Ingenious liars would also dab correction fluid on Christ’s last words: “My God, my God, why have you forsaken me?” (Matthew 27:46; Mark 15:34). If you are out to deceive, it looks bad when your God figure says this sort of thing. Nor is it likely a liar trying to whip up a fictional deity would have Jesus say “Why do you call me good? No one is good-except God alone” (Mark 10:18) or “No one knows about that day or hour, not even the angels in heaven, nor the Son, but only the Father”(Matthew 24:36) or “Who touched me?” (Luke 8:45). Nor would a clever liar say of his fake God figure “He could not do many miracles there, except lay hands on a few sick people and heal them” (Mark 6:5). If you are in the bogus cult founding biz, you want to steer clear of apparent confessions of imperfection, weakness and ignorance. Only if you are an honest witness do you record such apparently embarrassing details.

And these honest witnesses say they saw Christ Risen, not a hallucination nor a ghost nor a survivor of torture. Moreover, these honest witnesses not only died for this claim, they lived long lifetimes of separation, hardship and suffering for it.

“Who do you say I am?” Jesus asks us, as he asked those first witnesses. If these people are the honest, healthy people they so obviously show themselves to be and they say-in fact over 500 of them say (1 Corinthians 15:6)-“We saw the Risen Christ”, how do we answer? The sanest answer was given by C.S. Lewis in Mere Christianity:

A man who was merely a man and said the sort of things Jesus said would not be a great moral teacher. He would either be a lunatic-on a level with the man who says He is a poached egg-or else He would be the Devil of Hell. You must make your choice. Either this man was, and is, the Son of God: or else a madman or something worse. You can shut Him up for a fool, you can spit at Him and kill Him as a demon; or you can fall at His feet and call Him Lord and God. But let us not come with any patronizing nonsense about His being a great teacher. He has not left that open to us. He did not intend to.
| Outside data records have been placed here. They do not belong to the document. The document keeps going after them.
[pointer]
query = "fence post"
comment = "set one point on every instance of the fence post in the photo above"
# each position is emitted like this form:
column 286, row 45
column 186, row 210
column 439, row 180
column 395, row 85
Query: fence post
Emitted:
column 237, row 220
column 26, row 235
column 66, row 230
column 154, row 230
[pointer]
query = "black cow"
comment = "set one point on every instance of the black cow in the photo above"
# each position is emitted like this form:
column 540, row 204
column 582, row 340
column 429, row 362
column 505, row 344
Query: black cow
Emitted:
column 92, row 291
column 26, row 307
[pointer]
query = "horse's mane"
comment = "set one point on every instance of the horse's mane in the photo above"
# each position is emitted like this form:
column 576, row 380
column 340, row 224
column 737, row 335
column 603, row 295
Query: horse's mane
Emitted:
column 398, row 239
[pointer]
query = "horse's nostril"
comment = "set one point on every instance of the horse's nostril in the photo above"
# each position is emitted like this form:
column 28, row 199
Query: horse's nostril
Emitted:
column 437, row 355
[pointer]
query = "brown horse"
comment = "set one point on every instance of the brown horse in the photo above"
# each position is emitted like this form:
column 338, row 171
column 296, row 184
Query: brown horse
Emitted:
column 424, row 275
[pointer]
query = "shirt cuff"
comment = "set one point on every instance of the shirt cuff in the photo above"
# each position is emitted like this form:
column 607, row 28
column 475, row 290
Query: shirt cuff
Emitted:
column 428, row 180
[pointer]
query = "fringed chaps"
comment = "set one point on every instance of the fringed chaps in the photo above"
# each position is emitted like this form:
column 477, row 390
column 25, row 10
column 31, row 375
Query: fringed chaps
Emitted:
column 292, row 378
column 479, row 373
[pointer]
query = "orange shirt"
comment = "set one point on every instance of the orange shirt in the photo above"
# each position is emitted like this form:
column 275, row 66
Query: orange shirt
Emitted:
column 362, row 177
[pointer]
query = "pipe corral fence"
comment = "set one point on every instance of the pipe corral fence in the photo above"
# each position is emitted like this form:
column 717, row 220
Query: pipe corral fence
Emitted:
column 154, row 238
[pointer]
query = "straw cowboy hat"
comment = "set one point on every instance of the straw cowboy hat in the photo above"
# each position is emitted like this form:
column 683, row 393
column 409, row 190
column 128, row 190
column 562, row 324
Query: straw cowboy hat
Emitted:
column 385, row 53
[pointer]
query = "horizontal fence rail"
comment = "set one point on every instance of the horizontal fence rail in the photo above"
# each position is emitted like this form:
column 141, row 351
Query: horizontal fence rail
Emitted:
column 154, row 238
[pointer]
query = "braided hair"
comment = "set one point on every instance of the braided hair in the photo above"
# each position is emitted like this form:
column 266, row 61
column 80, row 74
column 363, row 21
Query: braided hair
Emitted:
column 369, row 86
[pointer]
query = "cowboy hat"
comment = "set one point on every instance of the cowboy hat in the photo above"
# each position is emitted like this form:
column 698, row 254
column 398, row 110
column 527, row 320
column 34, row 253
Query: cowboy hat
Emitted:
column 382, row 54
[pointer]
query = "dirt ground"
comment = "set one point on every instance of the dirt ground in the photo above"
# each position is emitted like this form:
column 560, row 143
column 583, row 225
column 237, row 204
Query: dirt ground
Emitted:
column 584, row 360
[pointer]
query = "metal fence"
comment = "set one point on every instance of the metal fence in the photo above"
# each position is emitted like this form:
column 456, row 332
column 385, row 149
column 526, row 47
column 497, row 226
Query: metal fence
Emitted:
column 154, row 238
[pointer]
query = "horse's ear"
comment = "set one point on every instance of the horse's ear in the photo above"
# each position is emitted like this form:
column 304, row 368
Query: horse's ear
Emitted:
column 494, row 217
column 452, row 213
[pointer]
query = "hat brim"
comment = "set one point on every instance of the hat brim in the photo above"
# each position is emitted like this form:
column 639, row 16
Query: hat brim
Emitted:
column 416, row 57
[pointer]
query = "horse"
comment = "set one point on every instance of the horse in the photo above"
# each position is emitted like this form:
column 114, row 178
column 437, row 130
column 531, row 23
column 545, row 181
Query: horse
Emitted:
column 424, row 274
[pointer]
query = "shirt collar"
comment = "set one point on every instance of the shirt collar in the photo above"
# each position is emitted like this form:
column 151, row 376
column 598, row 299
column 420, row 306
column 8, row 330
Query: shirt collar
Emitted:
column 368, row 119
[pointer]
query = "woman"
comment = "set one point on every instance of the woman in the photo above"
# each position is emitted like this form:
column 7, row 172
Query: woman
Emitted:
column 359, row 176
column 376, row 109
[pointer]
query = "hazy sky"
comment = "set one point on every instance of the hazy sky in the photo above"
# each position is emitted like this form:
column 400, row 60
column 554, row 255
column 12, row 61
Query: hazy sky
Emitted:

Nothing has really improved on that insight since the most skeptical disciple of them all-St. Thomas-got over his doubts and exclaimed in wonder and belief to his Risen Master: “My Lord and my God!” Nor has God’s word changed for us, who live still in the afterglow of that second morning of Creation-Easter morning-when Jesus said to Thomas and to every one of us, “Have you believed because you have seen me? Blessed are those who have not seen and yet believe” (John 20:28-29).